The significance of this reversal lies not in the reversal itself but in its effect on player-party dynamics: it makes you the object, the done-to, not only of its automated rule-system and its AI avatars, but of other players. Thus: “Jimmy Brindle saves Me from a Hunter”. Or, more likely, “Jimmy Brindle allows me to be strangled to death by a Hunter”. This is not a unique situation; a player becomes the object of another player’s verb every time she dies or is shot at in a multiplayer shooter. But in the context of team-play it’s these grammatical transformations that give texture to the co-operative interaction – and they are raw material for the debts, resentments, disappointments and redemptions of which interpersonal relationships are composed.
It may actually be extra-effective to switch so rapidly. To have the ‘close’ style suddenly imposed when one is used to loose play is to be forcefully and reminded that your life depends on your fellow players and that – curse their names, damn them to hell – you really need them, whatever you prefer to think. The reminder is all the more striking because it deviates from the norm: we take for granted the people we see every day but are hit harder by the unexpected or unwanted intrusion of old ones back into our lives. It’s almost as if the game is calibrated not necessarily to maximise co-operation, but to maximise your awareness of it, maximise its narrative dimensions.

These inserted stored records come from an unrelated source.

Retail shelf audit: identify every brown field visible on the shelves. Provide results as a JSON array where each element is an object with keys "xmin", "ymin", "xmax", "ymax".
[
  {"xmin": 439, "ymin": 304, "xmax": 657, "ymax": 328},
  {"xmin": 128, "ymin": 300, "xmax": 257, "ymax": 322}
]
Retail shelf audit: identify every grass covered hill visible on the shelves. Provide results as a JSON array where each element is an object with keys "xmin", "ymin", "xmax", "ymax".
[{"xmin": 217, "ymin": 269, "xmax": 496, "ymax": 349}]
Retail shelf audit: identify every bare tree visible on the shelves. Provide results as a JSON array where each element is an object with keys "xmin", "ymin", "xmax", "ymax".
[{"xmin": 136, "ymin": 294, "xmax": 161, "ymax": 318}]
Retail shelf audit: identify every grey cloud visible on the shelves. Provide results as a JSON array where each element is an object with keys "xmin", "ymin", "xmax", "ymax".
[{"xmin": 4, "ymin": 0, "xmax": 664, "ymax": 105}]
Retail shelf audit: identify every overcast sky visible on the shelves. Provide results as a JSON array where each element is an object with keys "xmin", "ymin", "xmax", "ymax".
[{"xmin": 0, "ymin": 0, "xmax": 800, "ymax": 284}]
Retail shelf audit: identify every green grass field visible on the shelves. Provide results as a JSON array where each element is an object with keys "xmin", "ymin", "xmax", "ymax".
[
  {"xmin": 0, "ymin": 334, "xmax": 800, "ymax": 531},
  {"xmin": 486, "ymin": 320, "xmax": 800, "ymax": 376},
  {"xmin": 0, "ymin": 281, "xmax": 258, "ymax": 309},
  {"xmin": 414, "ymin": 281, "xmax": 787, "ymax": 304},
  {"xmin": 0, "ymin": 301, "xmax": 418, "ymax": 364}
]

It’s also possible that the combat’s general looseness lulls players into a reckless mindset that makes them particularly vulnerable to this sudden imposition – but on that matter I cannot extrapolate from my own experience without certain siblings casting foul aspersions against my skills.
Either way, this continual switch of roles from victim to saviour is what weaves a ‘team’ together: limping, wheezing, and undergoing an unwelcome insight into how dogs see the world, a player on her last legs is necessarily the object either of others’ charity or of what she would call their cold-hearted betrayal and I (cocking my rifle, turning away) would call necessary pragmatism. The former generates bonds of sympathy and gratitude, the latter, drama, but either binds you to your companions. You don’t need to be blood relations: play it for long enough with the same three friends and, within the specific institutional confines of post-civilisation volunteer population management, it will make you a family.
At three levels, Left 4 Dead’s realism is a design approach selectively deployed to ensure the team is speaking the same language. ‘Gamey’ abstractions cut through the shadows of a convincing film set, harsh limitations curb the players’ ludic independence, and ‘close’ mechanics are imposed into a generally loose co-op game to create a shared drama. The visual and verbal vocabulary shared among players ensures that their focus is on their relationship to each other when their syntax suddenly shifts.
It’s a curious coincidence that if you want to see our old house, you need look no further than the finale of ‘Blood Harvest’ – which is almost identical.